Many activities are so involved with local conditions that international cooperation either accomplishes little for their benefit or has a limited impact. This seems sometimes to have been forgotten.

· Organizations are now dividing their activities between headquarters and the regions or even countries themselves. From a realistic point of view, this tendency is quite understandable. However, the question is whether excessive multiplication of regional and international activities may not be harmful to the universal character of the organization and cause it to lose sight of the emphasis to be given to the world economy.

· When projects are the responsibility of more than one organization, cooperation and coordination mechanisms are necessary. To avoid the overloading of procedures and the overcomplicating of operations, should there not be more strictness about the precise responsibilities of each organization?

· Finally, the institutions created within FAO (divisions, branches, and so on), as well as those set up in accordance with Article VI or XIV of the Constitution, have an internal logic and a life of their own which are sometimes difficult to control. Their adjustment to the needs of the system as a whole poses problems in that it requires complicated mechanisms or periodic changes that are difficult to regulate if there is a desire to avoid a proliferation of activities that are inconsistent with the aims of the organization.

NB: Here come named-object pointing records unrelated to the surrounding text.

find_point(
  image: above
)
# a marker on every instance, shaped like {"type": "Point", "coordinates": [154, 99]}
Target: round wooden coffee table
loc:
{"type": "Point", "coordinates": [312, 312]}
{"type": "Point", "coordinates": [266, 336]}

If I have endeavoured to avoid assessments and limit myself to a few reflections on some problems that may have arisen, this does not exclude my appreciation for many of the activities undertaken that were suited to the needs of the period involved be they inventories, statistics, or studies on production and consumption trends. On the whole, they appear to have been positive. A distinguished delegate of France told me, in the 1960s, that the EEC countries would never have been able to conceive a Common Agricultural Policy had they not benefited from the work of FAO. The latest recommendations of UNCTAD's Tropical Timber Council concerning the setting up of regional tropical timber bureaux restate the proposals made by FAO to UNDP at the beginning of the 1970s. Many other examples could be cited. But I think particularly of the potential these activities have to address the last recommendation of COFO 84, "that every possible measure be taken in every country to accelerate the process of heightening political awareness of the critical importance for the future of mankind of adequate attention being given to the world's forests in the period to the year 2000 and beyond".

All past activities and experiences will need to be assessed without complacency, not only in and of themselves but also to serve as a starting-point for new activities. They need to take into account new requirements and even anticipate the future, consciously or unconsciously, as do certain societies described by the late biologist René Dubos in Célébration de la vie. These new activities, whatever the merits of national politicians and administrators, can be successful only if they can rely upon a competent and motivated international civil service that will, above all, need to overcome a certain disarray that I rightly or wrongly perceive today in the international organizations with which I am in contact. Its members will require the knowledge, the experience and the humility necessary to avoid falling prey to passing fashions or the quest for personal glory. Or - to borrow a conclusion from Albert Camus, the French philosopher who died in 1960, in the conclusion of his book The rebel - they will have to choose "the frugal and audacious thought, lucid action, and the generosity of the man who understands".